Khordadian wurde vom Gericht unmoralisches Verhalten vorgeworfen. Er habe durch seine in den USA produzierten und über Satellit im Iran zu empfangenden Shows einen schlechten Einfluss auf die Jugend des Landes gehabt.
Jegliche Form von Tanzen, insbesondere mit dem anderen Geschlecht, ist im islamischen Iran verboten.

Pina Bausch erreicht 99 Prozent Auslastung
Davon können viele Theaterintendanten nur träumen: Pina Bausch erreichte mit ihrem Tanztheater in Wuppertal in der jetzt auslaufenden Saison eine Auslastung von 99 Prozent.
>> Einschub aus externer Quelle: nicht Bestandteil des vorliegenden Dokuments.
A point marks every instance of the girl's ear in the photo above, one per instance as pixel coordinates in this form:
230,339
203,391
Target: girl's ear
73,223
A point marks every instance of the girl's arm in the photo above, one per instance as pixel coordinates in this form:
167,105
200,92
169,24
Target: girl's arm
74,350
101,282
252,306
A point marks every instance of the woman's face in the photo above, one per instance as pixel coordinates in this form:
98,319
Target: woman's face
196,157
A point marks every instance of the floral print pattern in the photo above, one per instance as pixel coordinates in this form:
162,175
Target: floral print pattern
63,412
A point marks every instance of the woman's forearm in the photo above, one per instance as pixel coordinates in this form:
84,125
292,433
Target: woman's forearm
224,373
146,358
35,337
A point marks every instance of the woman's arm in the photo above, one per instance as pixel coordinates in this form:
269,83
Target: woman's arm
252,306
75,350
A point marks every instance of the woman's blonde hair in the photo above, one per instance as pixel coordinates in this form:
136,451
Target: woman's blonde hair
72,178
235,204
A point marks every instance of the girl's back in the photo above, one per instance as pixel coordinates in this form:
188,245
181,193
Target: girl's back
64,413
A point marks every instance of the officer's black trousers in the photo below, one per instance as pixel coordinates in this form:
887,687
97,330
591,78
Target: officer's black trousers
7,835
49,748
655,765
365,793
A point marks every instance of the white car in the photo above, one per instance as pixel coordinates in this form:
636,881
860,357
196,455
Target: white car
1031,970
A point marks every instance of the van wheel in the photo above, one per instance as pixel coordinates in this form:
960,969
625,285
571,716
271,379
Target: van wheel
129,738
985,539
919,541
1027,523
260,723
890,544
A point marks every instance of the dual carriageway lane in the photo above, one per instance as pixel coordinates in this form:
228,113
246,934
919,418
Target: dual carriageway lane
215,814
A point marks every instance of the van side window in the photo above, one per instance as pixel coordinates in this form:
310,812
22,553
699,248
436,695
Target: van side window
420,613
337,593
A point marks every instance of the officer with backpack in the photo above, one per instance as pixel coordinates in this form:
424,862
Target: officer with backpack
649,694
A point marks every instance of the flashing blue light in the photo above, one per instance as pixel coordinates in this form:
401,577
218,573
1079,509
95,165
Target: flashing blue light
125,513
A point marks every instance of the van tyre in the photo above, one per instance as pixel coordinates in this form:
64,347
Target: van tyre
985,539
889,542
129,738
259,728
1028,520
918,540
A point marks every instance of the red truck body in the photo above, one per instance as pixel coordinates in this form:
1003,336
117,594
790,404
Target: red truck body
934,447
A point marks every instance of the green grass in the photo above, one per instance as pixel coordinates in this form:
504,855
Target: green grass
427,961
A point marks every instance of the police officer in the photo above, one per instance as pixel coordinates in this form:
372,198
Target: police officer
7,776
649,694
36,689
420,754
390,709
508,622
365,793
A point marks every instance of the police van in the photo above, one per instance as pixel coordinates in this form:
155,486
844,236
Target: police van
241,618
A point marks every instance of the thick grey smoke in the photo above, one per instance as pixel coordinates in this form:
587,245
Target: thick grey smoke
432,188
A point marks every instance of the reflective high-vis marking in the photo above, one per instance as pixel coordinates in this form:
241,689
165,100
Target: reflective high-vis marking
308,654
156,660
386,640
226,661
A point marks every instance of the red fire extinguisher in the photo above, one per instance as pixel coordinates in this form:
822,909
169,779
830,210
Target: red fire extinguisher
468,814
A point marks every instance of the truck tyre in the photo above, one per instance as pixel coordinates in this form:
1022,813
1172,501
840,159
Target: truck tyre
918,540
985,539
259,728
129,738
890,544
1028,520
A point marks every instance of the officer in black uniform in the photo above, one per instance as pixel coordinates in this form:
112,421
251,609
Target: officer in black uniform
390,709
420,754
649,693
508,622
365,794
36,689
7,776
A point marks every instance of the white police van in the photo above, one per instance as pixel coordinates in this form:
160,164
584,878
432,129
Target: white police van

Wie Matthias Schmiegelt vom Tanztheater Wuppertal am Sonntag berichtete, kamen alleine 24.000 Zuschauer zu den insgesamt 32 Vorstellungen der berühmten Truppe in die beiden Häuser der bergischen Stadt und bescherten die Traumquote.
Bei Gastspielen vor allem im Ausland wurden rund 55 000 Besucher gezählt. Insgesamt gab es 50 Vorstellungen mit sieben verschiedenen Pina Bausch Stücken in Sao Paulo, Berlin, Vilnius, New York, Weimar, London, Antwerpen, Saitama, Tokio, Otsu, Mulhouse und Paris.
Nach der Sommerpause ist Pina Bausch den Angaben zufolge im August und September mit ihrer Truppe zwei Wochen in Istanbul zur Vorbereitung der nächsten Koproduktion mit dem Istanbul Theater Festival. Die ersten Vorstellungen "Café Müller" und "Das Frühlingsopfer" in Wuppertal finden vom 3. bis 6. Oktober statt. dpa ale zl yynwm mh
Erst Ende Mai haben Künstler und Theaterintendanten aus ganz Deutschland, sowie Schauspieler und Bürger aus Wuppertal fast 4.000 Unterschriften gesammelt, um gegen die Pläne protestiert, das Schauspielhaus der Stadt Wuppertal zu schließen. Damit würde auch dem weltbekannten Wuppertaler Tanztheater unter Pina Bausch eine wichtige Spielstätte genommen, stellten die Unterzeichner der Initiative "Schauspielhaus erhalten" fest.